Bergoglio's enemies, both inside and outside the Society of Jesus, have never forgiven his principled stand. They accuse him of siding with the military regime that ruled Argentina in the 1970s, and specifically of abandoning two Jesuits who were imprisoned and tortured. Bergoglio always denied these allegations, insisting that he worked behind the scenes on their behalf, even securing an audience with the dictator, General Videla; both priests were in fact released. No hard evidence against Bergoglio has been produced, and the Argentine branch of Amnesty International told the respected American journalist John Allen that the claims against him of collaboration with the junta were all lies. Even so, it is a safe bet that attempts to smear his pastoral record will now be revived, especially if he continues to criticise the authoritarian regime of Cristina Fernández de Kirchner, as he has done. However eager she may be to capitalise on the euphoria that surrounds the Argentine Pope, Francis will be at pains to distance himself from Ms Kirchner's demagogy, while she is quite capable of blackening the name of a man she once called an "inquisitor".
While robustly denying these "slanders", Pope Francis does not pretend that he was a hero of resistance during the murkiest period of his country's history. In keeping with his emphasis on humility, Bergoglio and his fellow bishops apologised for the Church's failure to do more to resist the junta during the "dirty war" of 1976-83. Predictably, that apology has not silenced accusations of complicity, which recall similar charges against Pius XII and even Benedict XVI, who was a reluctant member of the Hitler Youth. In The Times, Ben Macintyre implied that Bergoglio ought to have risked martyrdom, like Ewald-Heinrich von Kleist, the last survivor of the plot against Hitler. But martyrdom is a course of action easier to preach than to practise.
Pope Francis will not, then, conform to the BBC's image of the Latin American priest. However, he will be a radical in other ways. He will doubtless pick up the reform of his own order where John Paul left off, giving the Jesuits a fresh raison d'être as the vanguard of the New Evangelisation launched by the Polish Pope and driven forward by the German one. Mission and reform go hand in hand, especially where the Vatican itself is concerned. A new broom that will sweep out the Augean Stables of the papal administration is not so much a choice as a necessity. The secret dossier on corruption in the Curia, which Italian press reports suggest includes evidence of homosexual networks, will give Pope Francis some sleepless nights. Doubts have been expressed about whether a septuagenarian with one lung is strong enough to take on the Vatican; but a man accustomed to dictatorships, death squads and drug cartels is unlikely to be intimidated by a mitred mafia that, by Latin American (or even Italian) standards, is tame: more Father Brown than Dan Brown.

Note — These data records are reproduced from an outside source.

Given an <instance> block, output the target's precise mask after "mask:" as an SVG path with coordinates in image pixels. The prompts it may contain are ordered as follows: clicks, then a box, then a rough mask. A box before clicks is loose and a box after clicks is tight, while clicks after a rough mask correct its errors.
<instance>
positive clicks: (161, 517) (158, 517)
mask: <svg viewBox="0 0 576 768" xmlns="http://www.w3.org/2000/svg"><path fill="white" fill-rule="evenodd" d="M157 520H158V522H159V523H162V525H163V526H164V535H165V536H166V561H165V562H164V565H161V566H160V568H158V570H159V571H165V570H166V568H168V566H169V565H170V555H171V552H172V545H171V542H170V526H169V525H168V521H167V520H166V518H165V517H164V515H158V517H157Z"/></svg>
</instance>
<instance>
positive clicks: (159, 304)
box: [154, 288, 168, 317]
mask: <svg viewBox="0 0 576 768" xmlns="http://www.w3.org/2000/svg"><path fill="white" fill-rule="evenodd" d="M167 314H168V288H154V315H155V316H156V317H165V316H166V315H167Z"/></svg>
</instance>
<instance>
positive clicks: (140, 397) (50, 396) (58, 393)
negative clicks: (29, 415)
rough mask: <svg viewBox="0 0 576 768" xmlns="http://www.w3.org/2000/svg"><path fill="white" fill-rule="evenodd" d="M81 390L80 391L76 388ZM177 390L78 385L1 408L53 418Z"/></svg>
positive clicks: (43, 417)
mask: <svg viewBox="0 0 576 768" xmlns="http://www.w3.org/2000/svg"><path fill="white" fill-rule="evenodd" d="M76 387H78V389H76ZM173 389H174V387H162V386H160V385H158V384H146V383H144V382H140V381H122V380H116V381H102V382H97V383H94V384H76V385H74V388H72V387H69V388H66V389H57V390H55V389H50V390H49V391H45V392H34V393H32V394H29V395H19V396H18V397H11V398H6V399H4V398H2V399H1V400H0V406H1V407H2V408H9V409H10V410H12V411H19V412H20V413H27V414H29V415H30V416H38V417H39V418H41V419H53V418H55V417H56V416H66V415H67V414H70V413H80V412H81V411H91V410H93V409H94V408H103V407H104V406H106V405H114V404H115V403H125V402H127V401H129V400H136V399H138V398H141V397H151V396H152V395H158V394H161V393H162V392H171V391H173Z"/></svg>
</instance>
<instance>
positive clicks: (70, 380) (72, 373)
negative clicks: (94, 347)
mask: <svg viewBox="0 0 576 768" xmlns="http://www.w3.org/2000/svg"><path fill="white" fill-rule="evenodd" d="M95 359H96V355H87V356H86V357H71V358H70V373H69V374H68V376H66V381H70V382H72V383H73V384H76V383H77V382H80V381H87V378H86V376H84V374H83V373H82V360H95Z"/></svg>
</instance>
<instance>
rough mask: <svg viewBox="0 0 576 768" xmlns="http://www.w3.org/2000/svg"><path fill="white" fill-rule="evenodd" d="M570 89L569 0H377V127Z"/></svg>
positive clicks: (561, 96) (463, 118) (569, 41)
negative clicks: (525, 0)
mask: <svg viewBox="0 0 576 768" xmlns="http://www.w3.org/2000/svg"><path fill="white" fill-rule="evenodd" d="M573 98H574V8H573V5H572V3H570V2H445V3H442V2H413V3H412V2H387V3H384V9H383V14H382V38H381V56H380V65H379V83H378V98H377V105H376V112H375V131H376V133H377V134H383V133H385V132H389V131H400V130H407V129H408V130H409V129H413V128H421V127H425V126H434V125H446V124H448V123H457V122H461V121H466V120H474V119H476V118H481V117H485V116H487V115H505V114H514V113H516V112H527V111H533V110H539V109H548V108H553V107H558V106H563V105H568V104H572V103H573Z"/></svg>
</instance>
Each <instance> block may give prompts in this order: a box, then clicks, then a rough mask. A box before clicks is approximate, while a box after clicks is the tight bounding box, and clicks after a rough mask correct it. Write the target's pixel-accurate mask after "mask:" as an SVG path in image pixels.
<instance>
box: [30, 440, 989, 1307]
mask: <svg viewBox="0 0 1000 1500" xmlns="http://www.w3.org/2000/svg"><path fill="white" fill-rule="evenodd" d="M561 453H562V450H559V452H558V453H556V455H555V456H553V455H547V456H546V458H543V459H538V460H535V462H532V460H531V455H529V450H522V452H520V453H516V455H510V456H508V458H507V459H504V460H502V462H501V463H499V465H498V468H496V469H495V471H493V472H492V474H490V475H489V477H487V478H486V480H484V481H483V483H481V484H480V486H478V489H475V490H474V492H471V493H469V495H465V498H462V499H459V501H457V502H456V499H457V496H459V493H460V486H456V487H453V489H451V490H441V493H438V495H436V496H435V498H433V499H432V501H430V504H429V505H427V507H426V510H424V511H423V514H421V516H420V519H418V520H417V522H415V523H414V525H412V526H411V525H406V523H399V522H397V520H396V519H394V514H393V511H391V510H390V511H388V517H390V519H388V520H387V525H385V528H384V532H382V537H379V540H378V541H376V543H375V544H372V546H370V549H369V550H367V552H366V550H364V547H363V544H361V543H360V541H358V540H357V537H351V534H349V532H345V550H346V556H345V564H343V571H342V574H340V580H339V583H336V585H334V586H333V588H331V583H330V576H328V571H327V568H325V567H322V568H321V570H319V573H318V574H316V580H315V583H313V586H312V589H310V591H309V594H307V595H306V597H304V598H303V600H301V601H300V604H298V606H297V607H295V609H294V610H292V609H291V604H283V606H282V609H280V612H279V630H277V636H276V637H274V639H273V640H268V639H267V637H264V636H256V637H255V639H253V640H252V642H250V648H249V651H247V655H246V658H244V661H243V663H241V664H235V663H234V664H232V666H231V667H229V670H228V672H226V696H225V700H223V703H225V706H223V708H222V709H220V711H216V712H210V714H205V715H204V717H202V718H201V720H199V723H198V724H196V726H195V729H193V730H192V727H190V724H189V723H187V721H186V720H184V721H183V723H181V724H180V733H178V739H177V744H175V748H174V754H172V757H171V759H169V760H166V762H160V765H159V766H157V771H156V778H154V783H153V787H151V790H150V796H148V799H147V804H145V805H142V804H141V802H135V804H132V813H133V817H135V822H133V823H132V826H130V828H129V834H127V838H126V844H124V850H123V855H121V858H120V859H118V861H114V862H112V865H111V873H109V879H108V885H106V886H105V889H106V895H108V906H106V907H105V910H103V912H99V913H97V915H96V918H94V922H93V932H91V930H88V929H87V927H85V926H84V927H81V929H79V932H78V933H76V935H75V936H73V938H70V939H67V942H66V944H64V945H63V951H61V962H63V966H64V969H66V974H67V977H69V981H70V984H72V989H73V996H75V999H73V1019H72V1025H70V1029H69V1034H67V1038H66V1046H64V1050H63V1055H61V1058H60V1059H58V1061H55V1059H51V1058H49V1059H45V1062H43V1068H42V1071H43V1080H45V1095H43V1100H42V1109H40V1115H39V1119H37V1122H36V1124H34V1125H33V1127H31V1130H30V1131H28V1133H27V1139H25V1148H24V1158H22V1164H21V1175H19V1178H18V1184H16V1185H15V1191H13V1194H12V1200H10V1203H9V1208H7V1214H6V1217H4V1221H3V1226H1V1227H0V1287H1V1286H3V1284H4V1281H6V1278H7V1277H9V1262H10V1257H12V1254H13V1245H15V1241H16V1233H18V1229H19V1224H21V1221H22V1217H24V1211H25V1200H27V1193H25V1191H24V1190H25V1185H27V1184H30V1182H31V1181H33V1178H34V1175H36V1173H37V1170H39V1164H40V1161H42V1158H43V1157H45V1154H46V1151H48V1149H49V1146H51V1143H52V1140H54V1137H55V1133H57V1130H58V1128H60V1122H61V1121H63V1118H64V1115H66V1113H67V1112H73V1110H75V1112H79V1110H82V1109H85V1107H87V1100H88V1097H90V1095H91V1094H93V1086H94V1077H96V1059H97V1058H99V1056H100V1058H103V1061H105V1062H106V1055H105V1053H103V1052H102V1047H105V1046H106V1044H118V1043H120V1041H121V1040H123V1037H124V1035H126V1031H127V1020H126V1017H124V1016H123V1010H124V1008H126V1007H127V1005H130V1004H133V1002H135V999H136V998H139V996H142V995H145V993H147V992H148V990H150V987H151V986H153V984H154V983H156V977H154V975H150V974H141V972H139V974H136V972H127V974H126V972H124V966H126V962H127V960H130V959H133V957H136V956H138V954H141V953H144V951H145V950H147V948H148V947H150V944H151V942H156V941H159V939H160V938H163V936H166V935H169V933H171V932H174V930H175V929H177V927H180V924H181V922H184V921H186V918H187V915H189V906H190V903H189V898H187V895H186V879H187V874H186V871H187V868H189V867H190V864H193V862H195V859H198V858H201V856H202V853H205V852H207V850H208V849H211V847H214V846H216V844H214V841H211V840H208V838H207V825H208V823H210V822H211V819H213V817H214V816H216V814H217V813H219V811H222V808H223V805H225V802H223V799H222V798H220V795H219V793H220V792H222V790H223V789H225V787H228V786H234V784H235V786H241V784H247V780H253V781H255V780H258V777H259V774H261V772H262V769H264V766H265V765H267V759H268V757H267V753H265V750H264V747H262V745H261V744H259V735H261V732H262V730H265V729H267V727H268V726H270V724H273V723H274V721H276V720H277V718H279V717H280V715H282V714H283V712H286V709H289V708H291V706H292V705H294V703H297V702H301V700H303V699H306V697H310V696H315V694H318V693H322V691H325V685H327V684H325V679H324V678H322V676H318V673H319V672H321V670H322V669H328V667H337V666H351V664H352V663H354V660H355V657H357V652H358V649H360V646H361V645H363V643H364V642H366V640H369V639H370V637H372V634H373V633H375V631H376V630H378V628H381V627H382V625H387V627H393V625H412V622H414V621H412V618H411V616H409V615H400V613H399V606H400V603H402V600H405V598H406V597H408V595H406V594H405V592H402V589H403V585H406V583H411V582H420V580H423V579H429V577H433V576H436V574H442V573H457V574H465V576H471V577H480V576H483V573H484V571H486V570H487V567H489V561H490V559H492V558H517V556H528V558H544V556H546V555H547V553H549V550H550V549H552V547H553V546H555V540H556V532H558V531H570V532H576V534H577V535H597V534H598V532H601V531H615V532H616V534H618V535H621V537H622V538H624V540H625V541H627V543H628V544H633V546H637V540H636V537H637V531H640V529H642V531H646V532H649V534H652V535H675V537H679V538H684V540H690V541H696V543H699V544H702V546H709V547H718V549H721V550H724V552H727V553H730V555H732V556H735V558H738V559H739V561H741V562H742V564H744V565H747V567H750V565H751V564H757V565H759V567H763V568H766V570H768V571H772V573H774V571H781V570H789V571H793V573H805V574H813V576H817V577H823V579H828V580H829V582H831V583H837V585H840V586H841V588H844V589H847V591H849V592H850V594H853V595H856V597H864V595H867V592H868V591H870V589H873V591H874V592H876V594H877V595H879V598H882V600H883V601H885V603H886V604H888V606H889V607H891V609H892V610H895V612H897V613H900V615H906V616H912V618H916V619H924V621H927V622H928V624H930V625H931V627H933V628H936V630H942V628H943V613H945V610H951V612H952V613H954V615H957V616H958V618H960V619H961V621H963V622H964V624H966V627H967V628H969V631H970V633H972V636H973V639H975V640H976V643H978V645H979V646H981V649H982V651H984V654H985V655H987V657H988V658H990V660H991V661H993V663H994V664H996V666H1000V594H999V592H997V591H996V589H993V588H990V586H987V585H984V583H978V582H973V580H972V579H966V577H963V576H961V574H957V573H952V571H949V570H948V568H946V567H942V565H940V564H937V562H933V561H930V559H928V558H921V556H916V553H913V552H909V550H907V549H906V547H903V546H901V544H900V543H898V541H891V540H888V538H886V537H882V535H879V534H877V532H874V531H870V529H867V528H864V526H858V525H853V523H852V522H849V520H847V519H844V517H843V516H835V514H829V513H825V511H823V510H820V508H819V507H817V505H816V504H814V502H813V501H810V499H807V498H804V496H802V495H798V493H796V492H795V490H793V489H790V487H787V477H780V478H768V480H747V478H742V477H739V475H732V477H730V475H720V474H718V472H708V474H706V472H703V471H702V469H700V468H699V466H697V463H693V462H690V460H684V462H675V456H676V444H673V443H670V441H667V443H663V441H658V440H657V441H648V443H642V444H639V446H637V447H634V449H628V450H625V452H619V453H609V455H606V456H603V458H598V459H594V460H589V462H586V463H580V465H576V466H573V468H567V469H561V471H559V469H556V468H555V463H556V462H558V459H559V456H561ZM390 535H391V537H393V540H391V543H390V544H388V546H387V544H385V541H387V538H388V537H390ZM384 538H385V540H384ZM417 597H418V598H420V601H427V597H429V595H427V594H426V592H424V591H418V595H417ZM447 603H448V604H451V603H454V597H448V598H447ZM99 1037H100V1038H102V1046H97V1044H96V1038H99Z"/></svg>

The expectation is that Pope Francis will take the legacy of his patron, St Francis of Assisi, seriously, but there is no consensus about what that might mean. The founder of the mendicant orders did not become the most popular saint of the Middle Ages without speaking truth to power. As a young aristocrat, he followed the Gospel literally, gave away all his wealth and won over the mightiest pope of them all, Innocent III, to his cause. St Francis not only spoke to birds and animals, praised creation in his Canticle of the Sun, and composed the great prayer that bears his name, but addressed his evangelism equally to kings, emperors and sultans as well as the poorest of the poor. This is what we may expect from Pope Francis, too, as he divests the papacy of its last vestiges of worldly power in favour of a spiritual authority that only grows with time. Benedict retired to be a pilgrim, and Francis will pick up that theme as he demands that the Church travel lightly in its pilgrimage on earth.